The human proteome contains approximately 20,000 proteins, and it is estimated that more than 600 of them are functionally important for various types of cancers, including nearly 400 non-enzyme proteins that are challenging to target by traditional occupancy-driven pharmacology. Recent advances in the development of small-molecule degraders, including molecular glues and heterobifunctional degraders such as proteolysis-targeting chimeras (PROTACs), have made it possible to target many proteins that were previously considered undruggable. In particular, PROTACs form a ternary complex with a hijacked E3 ubiquitin ligase and a target protein, leading to polyubiquitination and degradation of the target protein. The broad applicability of this approach is facilitated by the flexibility of individual E3 ligases to recognize different substrates. The vast majority of the approximately 600 human E3 ligases have not been explored, thus presenting enormous opportunities to develop degraders that target oncoproteins with tissue, tumour and subcellular selectivity. In this Review, we first discuss the molecular basis of targeted protein degradation. We then offer a comprehensive account of the most promising degraders in development as cancer therapies to date. Lastly, we provide an overview of opportunities and challenges in this exciting field.

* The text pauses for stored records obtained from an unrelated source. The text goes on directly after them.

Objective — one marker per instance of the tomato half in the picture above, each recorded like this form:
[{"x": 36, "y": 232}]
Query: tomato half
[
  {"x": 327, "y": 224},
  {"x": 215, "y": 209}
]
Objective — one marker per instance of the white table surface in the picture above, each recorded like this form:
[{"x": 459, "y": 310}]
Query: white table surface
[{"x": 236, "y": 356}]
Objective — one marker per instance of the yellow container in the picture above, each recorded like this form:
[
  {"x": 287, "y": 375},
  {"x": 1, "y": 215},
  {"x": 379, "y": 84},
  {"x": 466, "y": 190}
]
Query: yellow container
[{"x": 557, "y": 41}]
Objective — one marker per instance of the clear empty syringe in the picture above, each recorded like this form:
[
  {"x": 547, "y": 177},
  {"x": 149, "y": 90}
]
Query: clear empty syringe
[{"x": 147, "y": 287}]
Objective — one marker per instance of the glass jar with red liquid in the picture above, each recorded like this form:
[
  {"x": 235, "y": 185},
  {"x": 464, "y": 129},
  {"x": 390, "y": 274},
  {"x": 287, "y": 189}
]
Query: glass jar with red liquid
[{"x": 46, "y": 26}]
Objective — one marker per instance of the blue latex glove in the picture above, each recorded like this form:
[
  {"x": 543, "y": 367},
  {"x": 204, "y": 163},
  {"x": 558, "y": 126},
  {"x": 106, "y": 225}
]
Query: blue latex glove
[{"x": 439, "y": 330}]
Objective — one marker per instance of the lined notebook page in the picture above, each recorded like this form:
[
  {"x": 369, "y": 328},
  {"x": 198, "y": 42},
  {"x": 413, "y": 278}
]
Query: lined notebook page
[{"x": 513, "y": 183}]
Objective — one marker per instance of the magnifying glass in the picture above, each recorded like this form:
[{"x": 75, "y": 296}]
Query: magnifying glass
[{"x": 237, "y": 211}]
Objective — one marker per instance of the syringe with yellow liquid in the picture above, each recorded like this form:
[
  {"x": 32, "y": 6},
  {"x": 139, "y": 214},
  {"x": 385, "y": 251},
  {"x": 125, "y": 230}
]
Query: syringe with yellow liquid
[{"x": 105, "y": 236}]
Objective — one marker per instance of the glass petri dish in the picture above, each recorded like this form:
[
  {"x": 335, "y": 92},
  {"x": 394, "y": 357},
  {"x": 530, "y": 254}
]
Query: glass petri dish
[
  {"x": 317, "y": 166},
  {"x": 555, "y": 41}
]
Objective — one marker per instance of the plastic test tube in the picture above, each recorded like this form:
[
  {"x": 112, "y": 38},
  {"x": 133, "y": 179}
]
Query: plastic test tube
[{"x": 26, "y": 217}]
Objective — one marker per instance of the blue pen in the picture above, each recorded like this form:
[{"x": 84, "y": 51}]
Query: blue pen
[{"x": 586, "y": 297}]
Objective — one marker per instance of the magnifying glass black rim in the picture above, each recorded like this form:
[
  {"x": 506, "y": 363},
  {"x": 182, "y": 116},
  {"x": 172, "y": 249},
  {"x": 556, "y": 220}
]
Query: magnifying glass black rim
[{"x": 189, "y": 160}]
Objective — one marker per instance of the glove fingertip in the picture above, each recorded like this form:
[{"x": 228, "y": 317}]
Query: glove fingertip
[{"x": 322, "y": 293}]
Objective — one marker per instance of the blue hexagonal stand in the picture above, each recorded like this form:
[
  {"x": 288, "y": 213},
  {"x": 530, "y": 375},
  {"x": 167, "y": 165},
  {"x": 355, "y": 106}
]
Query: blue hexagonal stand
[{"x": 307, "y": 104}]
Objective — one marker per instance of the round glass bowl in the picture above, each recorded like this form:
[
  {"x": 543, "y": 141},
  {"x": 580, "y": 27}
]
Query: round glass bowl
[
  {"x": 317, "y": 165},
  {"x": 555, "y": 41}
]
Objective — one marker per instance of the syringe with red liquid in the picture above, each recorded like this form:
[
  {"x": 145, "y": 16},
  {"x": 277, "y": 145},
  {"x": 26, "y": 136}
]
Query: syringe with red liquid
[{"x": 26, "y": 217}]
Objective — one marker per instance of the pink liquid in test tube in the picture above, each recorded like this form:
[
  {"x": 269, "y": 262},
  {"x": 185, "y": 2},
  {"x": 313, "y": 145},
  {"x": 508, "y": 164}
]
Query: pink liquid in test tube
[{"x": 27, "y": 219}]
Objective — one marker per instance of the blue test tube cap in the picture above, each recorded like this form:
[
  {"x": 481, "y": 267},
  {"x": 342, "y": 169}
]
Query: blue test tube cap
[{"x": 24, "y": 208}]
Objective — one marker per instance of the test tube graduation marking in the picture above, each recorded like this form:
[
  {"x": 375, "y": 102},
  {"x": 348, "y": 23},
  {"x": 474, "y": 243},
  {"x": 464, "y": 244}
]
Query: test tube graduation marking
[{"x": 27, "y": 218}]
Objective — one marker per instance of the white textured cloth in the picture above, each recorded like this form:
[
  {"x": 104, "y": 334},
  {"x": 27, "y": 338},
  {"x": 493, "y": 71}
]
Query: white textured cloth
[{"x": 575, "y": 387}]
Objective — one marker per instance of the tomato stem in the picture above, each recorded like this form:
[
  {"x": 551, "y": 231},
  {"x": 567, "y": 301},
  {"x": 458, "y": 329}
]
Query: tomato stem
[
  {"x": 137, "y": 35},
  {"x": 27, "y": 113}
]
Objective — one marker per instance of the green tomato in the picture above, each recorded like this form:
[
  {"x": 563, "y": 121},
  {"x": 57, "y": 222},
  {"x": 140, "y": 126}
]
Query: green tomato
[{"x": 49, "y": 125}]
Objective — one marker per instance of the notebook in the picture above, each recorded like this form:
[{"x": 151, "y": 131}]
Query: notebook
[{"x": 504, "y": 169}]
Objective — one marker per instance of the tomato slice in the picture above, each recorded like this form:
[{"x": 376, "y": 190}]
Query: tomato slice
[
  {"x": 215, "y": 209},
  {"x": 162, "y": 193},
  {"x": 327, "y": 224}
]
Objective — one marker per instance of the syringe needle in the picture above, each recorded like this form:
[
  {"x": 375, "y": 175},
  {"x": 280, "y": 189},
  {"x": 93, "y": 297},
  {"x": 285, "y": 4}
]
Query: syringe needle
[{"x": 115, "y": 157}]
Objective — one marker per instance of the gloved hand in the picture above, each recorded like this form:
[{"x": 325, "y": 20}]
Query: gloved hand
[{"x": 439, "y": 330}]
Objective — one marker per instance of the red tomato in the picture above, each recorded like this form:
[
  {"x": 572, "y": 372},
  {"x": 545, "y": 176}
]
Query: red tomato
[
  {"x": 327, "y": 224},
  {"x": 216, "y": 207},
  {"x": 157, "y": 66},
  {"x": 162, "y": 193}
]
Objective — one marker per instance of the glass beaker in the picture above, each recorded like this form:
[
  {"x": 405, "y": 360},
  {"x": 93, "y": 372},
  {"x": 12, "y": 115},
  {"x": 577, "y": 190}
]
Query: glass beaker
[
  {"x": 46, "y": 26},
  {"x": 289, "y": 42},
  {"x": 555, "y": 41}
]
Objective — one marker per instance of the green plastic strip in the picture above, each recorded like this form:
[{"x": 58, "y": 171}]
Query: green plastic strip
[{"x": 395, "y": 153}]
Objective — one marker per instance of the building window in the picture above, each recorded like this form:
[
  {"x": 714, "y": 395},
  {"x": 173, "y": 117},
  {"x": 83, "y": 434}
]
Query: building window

人类蛋白质组包含大约 20,000 种蛋白质，据估计其中超过 600 种蛋白质对各种类型的癌症具有重要的功能，包括近 400 种非酶蛋白，传统的占位驱动药理学难以靶向这些蛋白质。小分子降解剂的最新进展，包括分子胶和异双功能降解剂，如蛋白水解靶向嵌合体 (PROTAC)，使得靶向许多以前被认为不可药物化的蛋白质成为可能。特别是，PROTAC 与劫持的 E3 泛素连接酶和靶蛋白形成三元复合物，导致靶蛋白的多泛素化和降解。单个 E3 连接酶识别不同底物的灵活性促进了这种方法的广泛适用性。大约 600 种人类 E3 连接酶中的绝大多数尚未被探索，因此为开发具有组织、肿瘤和亚细胞选择性的靶向癌蛋白的降解剂提供了巨大的机会。在这篇综述中，我们首先讨论了靶向蛋白质降解的分子基础。然后，我们全面介绍了迄今为止作为癌症疗法开发的最有前途的降解剂。最后，我们概述了这个令人兴奋的领域中的机遇和挑战。然后，我们全面介绍了迄今为止作为癌症疗法开发的最有前途的降解剂。最后，我们概述了这个令人兴奋的领域中的机遇和挑战。然后，我们全面介绍了迄今为止作为癌症疗法开发的最有前途的降解剂。最后，我们概述了这个令人兴奋的领域中的机遇和挑战。